Project #3: Summarizing poll responses

Course links

Suppose that we have an inconveniently large mass of polling data, and we'd like to summarize it so as to clarify its political implications. The procedures that you'll develop in this lab will automate the process of tallying and classifying the poll results in various ways.

Step 1

I've prepared a starting point for you, at /home/stone/courses/scheme/examples/polls.ss. Copy it into your home directory and open it with DrScheme. It requires the teachpack /home/stone/courses/scheme/teachpacks/hop.ss; ask DrScheme to add that teachpack, if you haven't already done so.

Step 2

The program you loaded in step 1 includes a description of the format in which the polling data will reach you and a sample data set: a list of more than a thousand reports of individual polling sessions. Each of those reports is supposed to include a six-digit number identifying the person polled (the ``respondent''), a two-digit number indicating the county in which she resides, indications of her party affiliation and how she voted in the 2004 presidential election, her positions on sixteen different issues, and a two-digit number identifying the interviewer who posed the questions.

Study the opening comments and examine a few of the reports to make sure that you understand how the incoming data are structured.

Step 3

I've provided some procedures for cleaning up the data, that is, for excluding incorrectly formatted reports and duplicates (multiple reports involving the same respondent). Unfortunately, the procedures for excluding duplicates aren't working -- for instance, if you look closely, it turns out that the clean-sample-data list that is supposed to have emerged from the cleaning-up process still has duplicates in it (including no fewer than five identical reports from the respondent with ID number 354374).

Your first job, then, is to figure out what the programmer did wrong and fix it.

Step 4

Once the data have been successfully cleaned up, it is possible to classify and summarize them in a variety of ways. I've provided a simple example -- a procedure, party-tally, that counts the number of respondents who declared a particular party affiliation. And I've shown how to use this procedure to build a table (in the form of an association list, sample-party-tallies) that summarizes the party affiliations of the respondents from the sample poll.
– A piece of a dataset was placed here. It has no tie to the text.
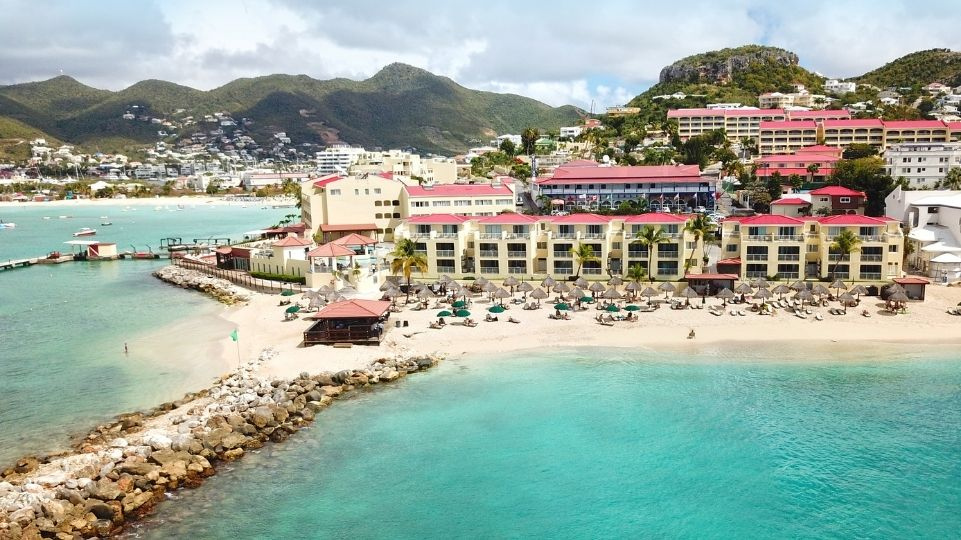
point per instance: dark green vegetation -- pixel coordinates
(399, 106)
Prepare a similar table showing how the respondents voted in the 2004 Presidential election.

Step 5

Many readers and users of poll results prefer to see such tallies expressed as percentages rather than raw counts. Design, write, and test a procedure, convert-table-to-percentages, that takes as its argument an association list in which the values are positive integers and produces a similar association list in which the values have been converted to percentages of their sum. (Round each percentage instead of keeping all the decimal places.) Apply your procedure to sample-party-tallies and check the result.

Step 6

Design, write, and test a procedure issue-response-by-party-tally that takes four arguments: a list of poll reports, an issue number (in the range from 1 to 16), a party-affiliation symbol, and a response symbol (yes, no, or no-opinion) as arguments and returns a natural number, indicating how many of the respondents who declared that party affiliation gave that response when asked about that issue:

> (issue-response-by-party-tally clean-sample-data 3 'Republican 'yes)
166
> (issue-response-by-party-tally clean-sample-data 12 'other 'no-opinion)
1

Step 7

Construct a list of sixteen association lists, one for each issue. Each of the association lists should have the response symbols yes, no, and no-opinion as its keys and, as the corresponding values, the (rounded) percentages of independent respondents who gave each of those answers when asked about the issue in the clean-sample-data poll. (By ``independent respondents,'' I mean respondents who gave their party affiliation as ``independent.'')

Step 8

Poweshiek County is county 79. Determine whether the percentage of Poweshiek County respondents who answered yes on issue number 13 was higher or lower than the percentage of respondents from other counties.

Step 9

Was voter turnout in the 2004 Presidential election higher among Republicans or Democrats participating in this poll?

Was the rate of ``voter defection'' -- voters belonging to one party voting for the other party's Presidential candidate -- higher among Republicans or Democrats participating in this poll?

Were independents who voted for Bush more likely to answer yes on issue 13 than those who voted for Kerry?

Which Presidential candidate was favored by respondents who answered no on issue 7?

Step 10

Devise similar questions that could be answered by mining the results of the clean-sample-data poll. Answer them.